Par des mémoires enregistrés les 30 novembre et 17 décembre 2015, la Commission nationale d'aménagement commercial conclut au rejet de la requête ;
Elle soutient que :
- le requérant n'a pas joint de document de nature à justifier de son identité et de son intérêt à agir ;
- les moyens de légalité externe invoqués sont inopérants ;
- la commission n'a commis aucune erreur de fait ou de droit de nature à entacher sa décision d'irrégularité.
Par un mémoire enregistré le 27 janvier 2016, M. D...soutient en outre qu'il est recevable et a intérêt à contester la décision litigieuse.
Par un mémoire enregistré le 4 février 2016, la Commission nationale d'aménagement commercial conclut au rejet de la requête ;
Elle soutient que :
- l'article L. 751-6 du code de commerce n'a pas été méconnu dès lors qu'elle ne peut convoquer que les membres dûment désignés.

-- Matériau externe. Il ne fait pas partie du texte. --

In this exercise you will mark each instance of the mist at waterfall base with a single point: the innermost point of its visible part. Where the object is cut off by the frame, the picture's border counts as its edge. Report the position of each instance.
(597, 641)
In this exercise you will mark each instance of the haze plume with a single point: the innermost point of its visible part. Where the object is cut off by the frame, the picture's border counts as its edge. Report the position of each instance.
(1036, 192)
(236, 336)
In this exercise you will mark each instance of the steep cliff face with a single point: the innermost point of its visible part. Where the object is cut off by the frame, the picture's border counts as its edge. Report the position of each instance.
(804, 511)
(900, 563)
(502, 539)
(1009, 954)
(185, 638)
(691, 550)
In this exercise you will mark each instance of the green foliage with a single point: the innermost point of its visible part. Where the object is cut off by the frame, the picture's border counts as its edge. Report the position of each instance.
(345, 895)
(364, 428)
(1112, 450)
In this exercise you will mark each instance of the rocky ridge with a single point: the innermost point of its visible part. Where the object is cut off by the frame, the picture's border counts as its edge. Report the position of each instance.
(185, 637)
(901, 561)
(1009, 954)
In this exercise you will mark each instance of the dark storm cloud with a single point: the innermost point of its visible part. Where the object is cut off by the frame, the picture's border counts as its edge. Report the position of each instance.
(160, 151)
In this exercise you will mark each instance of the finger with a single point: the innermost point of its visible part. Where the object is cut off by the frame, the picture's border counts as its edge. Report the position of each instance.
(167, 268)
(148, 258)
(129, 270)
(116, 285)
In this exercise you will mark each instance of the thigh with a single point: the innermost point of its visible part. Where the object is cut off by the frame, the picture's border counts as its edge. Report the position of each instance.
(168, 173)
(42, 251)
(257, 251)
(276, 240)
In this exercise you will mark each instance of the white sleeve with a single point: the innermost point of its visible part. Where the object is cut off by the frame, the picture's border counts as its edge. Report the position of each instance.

Vu les autres pièces des dossiers.
Vu :
- le code de commerce ;
- la loi n° 73-1193 du 27 décembre 1973 ;
- la loi n° 2008-776 du 4 août 2008 ;
- la loi n° 2014-626 du 18 juin 2014 ;
- le décret n° 2015-165 du 12 février 2015 ;
- le code de justice administrative.
Les parties ont été régulièrement averties du jour de l'audience.
Ont été entendus au cours de l'audience publique :
- le rapport de Mme Steinmetz-Schies, premier conseiller,
- les conclusions de M. Favret, rapporteur public,
- et les observations de Me Debaussartpour la société immobilière des Mousquetaires.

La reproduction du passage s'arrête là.